Over the last decade, my research group has extensively studied Internet threats: the nature of botnets, worms, denial-of-service, and a wide range of malware. While there’s much to learn from this attack-centric viewpoint, in recent work we have focused on understanding the threat landscape through the role of networks themselves.
In this talk, I will highlight a recent series of work in which we measure and model how networks, suitably defined, influence and are influenced by malicious behavior on the Internet. Through analysis of Internet-scale observations, we show that networks’ observed maliciousness is strongly correlated with spatial distance, that aggregate maliciousness evolves over time in predictable ways, and that the dynamics of this evolution can serve as a proxy for understanding the overall security hygene and responsiveness of each network. Taken together, these observations lead to models of network maliciousness that can inform strategies for improving the overall health of the Internet. Applying these models, we explore a policy that seeks to quarantine the carriers of harmful traffic, and analyze the tradeoffs between improvements in security, stability, and performance versus losses in important core Internet properties that would ensue from actively disconnecting the most egregiously malicious networks.

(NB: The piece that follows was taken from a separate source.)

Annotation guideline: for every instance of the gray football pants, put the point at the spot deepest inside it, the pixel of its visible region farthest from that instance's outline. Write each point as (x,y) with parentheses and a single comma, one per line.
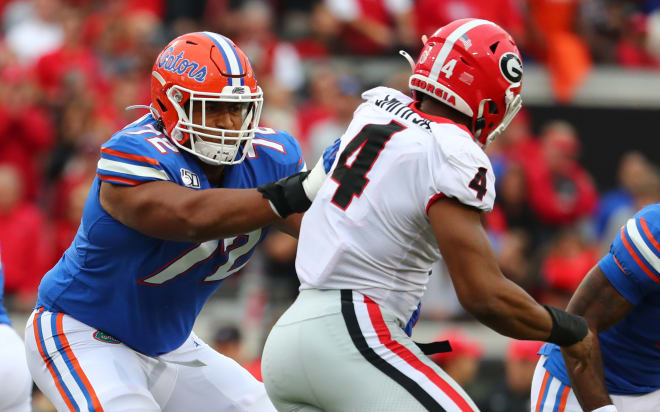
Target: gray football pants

Michael Bailey is Research Associate Professor and Co-Director of the Network and Security Research Group at the University of Michigan. His research is focused on the security and availability of complex distributed systems. Prior to his appointment at the University of Michigan, he was the Director of Engineering Arbor Networks, a Lecturer at DePaul University, and a Programmer/Analyst at Amoco corporation. He was awarded the College of Engineering Kenneth M. Reese Outstanding Research Scientist Award in 2011, the University of Michigan Research Faculty Recognition Award in 2012, and was elevated to senior member of IEEE in 2009 and senior member of ACM in 2013. Michael received his PhD in Computer Science and Engineering from the University of Michigan in 2006.